Fifth Circuit Determines That Louisiana Nonresident Attachment Statute Allows for Attachment in Aid of Arbitration
On second rehearing and after submitting a question to the Louisiana Supreme Court, the Fifth Circuit determined that the Louisiana nonresident attachment statute allows for attachment in aid of arbitration. The underlying case involved competing claims from creditors for the pig iron on board a ship anchored in New Orleans. The Louisiana Supreme Court answered the certified question by stating that the statute “allows for attachment in aid of arbitration if the origin of the underlying arbitration claim is one pursuing money damages and the arbitral party has satisfied the statutory requirements necessary to obtain a writ of attachment.”
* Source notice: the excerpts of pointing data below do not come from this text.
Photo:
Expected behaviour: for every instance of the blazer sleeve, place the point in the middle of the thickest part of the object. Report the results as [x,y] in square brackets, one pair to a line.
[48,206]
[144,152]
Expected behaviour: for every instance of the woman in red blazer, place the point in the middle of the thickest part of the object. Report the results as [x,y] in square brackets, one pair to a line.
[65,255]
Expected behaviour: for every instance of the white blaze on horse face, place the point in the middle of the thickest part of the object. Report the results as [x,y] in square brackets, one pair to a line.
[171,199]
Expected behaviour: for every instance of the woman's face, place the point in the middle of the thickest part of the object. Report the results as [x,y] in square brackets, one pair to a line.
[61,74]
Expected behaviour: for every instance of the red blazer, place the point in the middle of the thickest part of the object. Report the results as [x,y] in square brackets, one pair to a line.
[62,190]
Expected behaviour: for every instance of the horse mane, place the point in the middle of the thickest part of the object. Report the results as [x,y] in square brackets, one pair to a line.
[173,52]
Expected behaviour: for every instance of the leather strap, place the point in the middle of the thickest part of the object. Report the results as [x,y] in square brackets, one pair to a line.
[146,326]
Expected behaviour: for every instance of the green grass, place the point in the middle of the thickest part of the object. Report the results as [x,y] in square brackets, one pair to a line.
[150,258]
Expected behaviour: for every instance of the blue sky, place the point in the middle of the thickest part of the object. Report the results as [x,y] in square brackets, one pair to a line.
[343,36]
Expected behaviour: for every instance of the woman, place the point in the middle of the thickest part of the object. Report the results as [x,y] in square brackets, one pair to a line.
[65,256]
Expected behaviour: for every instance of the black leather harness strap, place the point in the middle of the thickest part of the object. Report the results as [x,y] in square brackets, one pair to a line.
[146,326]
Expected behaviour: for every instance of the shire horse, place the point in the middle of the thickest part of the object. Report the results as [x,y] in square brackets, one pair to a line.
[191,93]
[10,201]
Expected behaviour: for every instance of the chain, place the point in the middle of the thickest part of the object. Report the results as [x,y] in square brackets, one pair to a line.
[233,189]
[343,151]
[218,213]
Louisiana’s attachment statute permits a writ of attachment to be obtained “in any action for a money judgment, whether against a resident or a nonresident, regardless of the nature, character, or origin of the claim, whether it is for a certain or uncertain amount, and whether it is liquidated or unliquidated.” The Fifth Circuit found the underlying action seeking to compel arbitration to be an “action for a money judgment” as the plaintiff had “made it clear from the outset” that it was pursuing a money judgment. “The ‘nature, character, or origin of the claim’ just happens to be arbitration.” Since the plaintiff had brought an action for a money judgment (in this case, an arbitration), the statute permitted the issuance of a writ of attachment, and therefore the requirements of the nonresident attachment statute had also been met, per the Louisiana Supreme Court’s guidance.
Stemcor USA Inc. v. Cia Siderurgica do Para Cosipar, No. 16-30984 (5th Cir. June 25, 2019).